Re: suspend2 review [was Re: Which is simpler? (Was Re: [Suspend2-devel] Re: [ 00/10] [Suspend2] Modules support.)]

From: Pavel Machek
Date: Mon Feb 20 2006 - 11:30:58 EST


Hi!

[Most fundamental stuff is at the end].

> > > > > The only con I see is the complexity of the code, but then again,
> > > > > Nigel
> > > >
> > > > ..but thats a big con.
> > >
> > > It's fud. Hopefully as I post more suspend2 patches to LKML, people will
> > > see that Suspend2 is simpler than what you are planning.
> >
> > Well, good luck with that. But since you claimed I'm spreading FUD, I
> > think I'll have to go through your patch.
> >
> > Ouch, it is 500KB, 19K lines. How can you claim it is not complex?!
>
> Size != complexity. Not necessarily.

Well, it is complex in this particular case.

> > Unrelated to suspend2; either push it or drop it. [There are more such
> > changes, even for architectures you do not support suspend on... or do
> > you support suspend on h8300?]
>
> This is because you got 2.2 instead of the latest-devel patch. It (and some
> changes mentioned below) are got now (2.2.0.1).

I could not see 2.2.0.1 on the web page...

> > diff -ruN linux-2.6.15-1/arch/x86_64/kernel/e820.c
> > build-2.6.15.1/arch/x86_64/kernel/e820.c diff -ruN
> > linux-2.6.15-1/arch/x86_64/kernel/signal.c
> > build-2.6.15.1/arch/x86_64/kernel/signal.c
> >
> > diff -ruN linux-2.6.15-1/arch/x86_64/kernel/suspend.c
> > build-2.6.15.1/arch/x86_64/kernel/suspend.c
> >
> > With uswsusp, you are using existing code...
>
> If I could use your existing code, I would. Unfortunately I'm using a more
> compact method of storing the data (bitmaps), and I reckon I have zero chance
> of getting you to switch.

And what chance do I have in getting _you_ to switch? Mainline code
was fixed _long_ ago not to need higher order allocations, and rafael
made it pretty compact lately, IIRC.

Please either switch to kernel code, or explain me that bitmaps have
serious-enough advantage that I want to switch.

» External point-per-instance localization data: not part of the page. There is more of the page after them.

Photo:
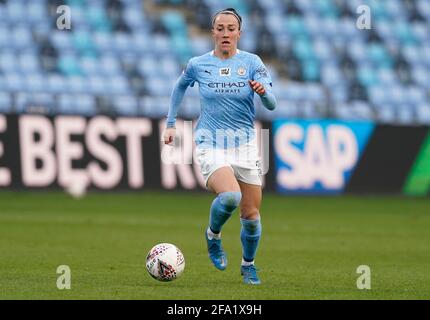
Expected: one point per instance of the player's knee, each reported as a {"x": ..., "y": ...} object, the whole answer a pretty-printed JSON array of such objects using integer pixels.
[
  {"x": 249, "y": 212},
  {"x": 230, "y": 200}
]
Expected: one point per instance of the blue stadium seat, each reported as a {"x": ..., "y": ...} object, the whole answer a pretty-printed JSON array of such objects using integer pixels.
[
  {"x": 423, "y": 113},
  {"x": 126, "y": 105},
  {"x": 5, "y": 102}
]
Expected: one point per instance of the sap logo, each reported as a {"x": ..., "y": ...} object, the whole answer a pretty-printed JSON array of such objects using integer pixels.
[{"x": 314, "y": 155}]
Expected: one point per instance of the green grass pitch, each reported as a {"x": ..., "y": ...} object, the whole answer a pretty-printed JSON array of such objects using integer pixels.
[{"x": 310, "y": 249}]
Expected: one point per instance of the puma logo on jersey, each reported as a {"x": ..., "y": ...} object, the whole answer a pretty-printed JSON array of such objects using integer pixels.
[{"x": 224, "y": 72}]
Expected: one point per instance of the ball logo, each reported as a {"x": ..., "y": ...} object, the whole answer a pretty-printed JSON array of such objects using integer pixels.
[{"x": 241, "y": 71}]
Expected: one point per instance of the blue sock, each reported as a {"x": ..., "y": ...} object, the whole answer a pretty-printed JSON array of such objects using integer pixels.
[
  {"x": 250, "y": 237},
  {"x": 222, "y": 208}
]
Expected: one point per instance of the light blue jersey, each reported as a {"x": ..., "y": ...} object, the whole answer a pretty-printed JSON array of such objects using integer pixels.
[{"x": 226, "y": 97}]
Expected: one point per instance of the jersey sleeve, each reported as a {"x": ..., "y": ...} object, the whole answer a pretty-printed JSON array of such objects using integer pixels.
[
  {"x": 186, "y": 79},
  {"x": 261, "y": 74}
]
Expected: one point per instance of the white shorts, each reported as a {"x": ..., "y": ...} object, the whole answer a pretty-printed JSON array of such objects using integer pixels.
[{"x": 244, "y": 161}]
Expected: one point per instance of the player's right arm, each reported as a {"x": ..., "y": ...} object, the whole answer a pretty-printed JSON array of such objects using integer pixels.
[{"x": 185, "y": 80}]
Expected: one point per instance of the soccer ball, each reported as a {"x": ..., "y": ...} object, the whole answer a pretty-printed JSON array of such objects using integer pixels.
[{"x": 165, "y": 262}]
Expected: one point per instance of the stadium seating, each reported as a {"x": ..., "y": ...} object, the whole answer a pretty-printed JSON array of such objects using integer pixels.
[{"x": 123, "y": 57}]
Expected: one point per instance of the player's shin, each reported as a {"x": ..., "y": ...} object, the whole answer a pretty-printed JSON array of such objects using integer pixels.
[
  {"x": 222, "y": 208},
  {"x": 250, "y": 237}
]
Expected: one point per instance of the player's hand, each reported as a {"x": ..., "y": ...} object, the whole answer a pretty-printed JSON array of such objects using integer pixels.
[
  {"x": 257, "y": 87},
  {"x": 169, "y": 135}
]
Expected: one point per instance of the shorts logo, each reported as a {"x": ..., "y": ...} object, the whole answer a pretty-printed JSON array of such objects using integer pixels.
[
  {"x": 224, "y": 72},
  {"x": 241, "y": 71}
]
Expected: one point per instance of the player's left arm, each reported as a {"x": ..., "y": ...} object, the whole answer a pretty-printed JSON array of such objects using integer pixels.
[{"x": 262, "y": 85}]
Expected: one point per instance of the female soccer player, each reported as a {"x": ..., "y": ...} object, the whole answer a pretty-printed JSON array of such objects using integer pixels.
[{"x": 225, "y": 140}]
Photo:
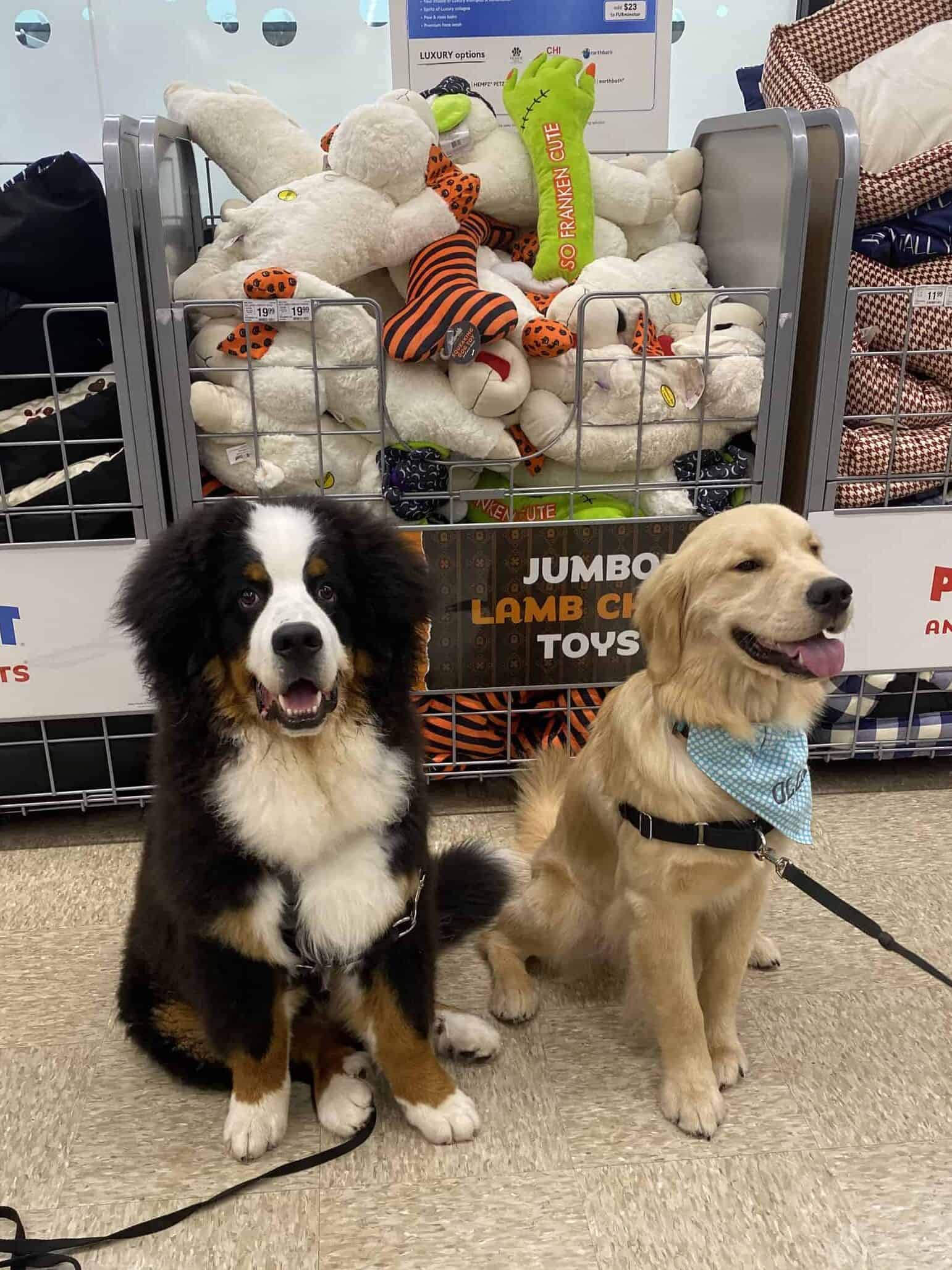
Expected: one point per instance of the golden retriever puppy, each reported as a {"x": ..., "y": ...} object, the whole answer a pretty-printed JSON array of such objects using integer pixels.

> > diff -ruN linux-2.6.15-1/Documentation/kernel-parameters.txt
> > build-2.6.15.1/Documentation/kernel-parameters.txt ---
> > linux-2.6.15-1/Documentation/kernel-parameters.txt 2006-01-03
> > 15:08:24.000000000 +1000 +++
> > build-2.6.15.1/Documentation/kernel-parameters.txt 2006-01-23
> > 21:38:28.000000000 +1000 @@ -71,6 +71,7 @@
> > SERIAL Serial support is enabled.
> > SMP The kernel is an SMP kernel.
> > SPARC Sparc architecture is enabled.
> > + SUSPEND2 Suspend2 is enabled.
> > SWSUSP Software suspend is enabled.
> > TS Appropriate touchscreen support is enabled.
> > USB USB support is enabled.
> > @@ -966,6 +967,8 @@
> > noresume [SWSUSP] Disables resume and restores original swap
> > space.
> >
> > + noresume2 [SUSPEND2] Disables resuming and restores original swap
> > signature. +
> > no-scroll [VGA] Disables scrollback.
> > This is required for the Braillex ib80-piezo Braille
> > reader made by F.H. Papenmeier (Germany).
> >
> > ...and kernel parameters do not need to change...
>
> This is only because I'm deliberately not stomping on your code at the moment.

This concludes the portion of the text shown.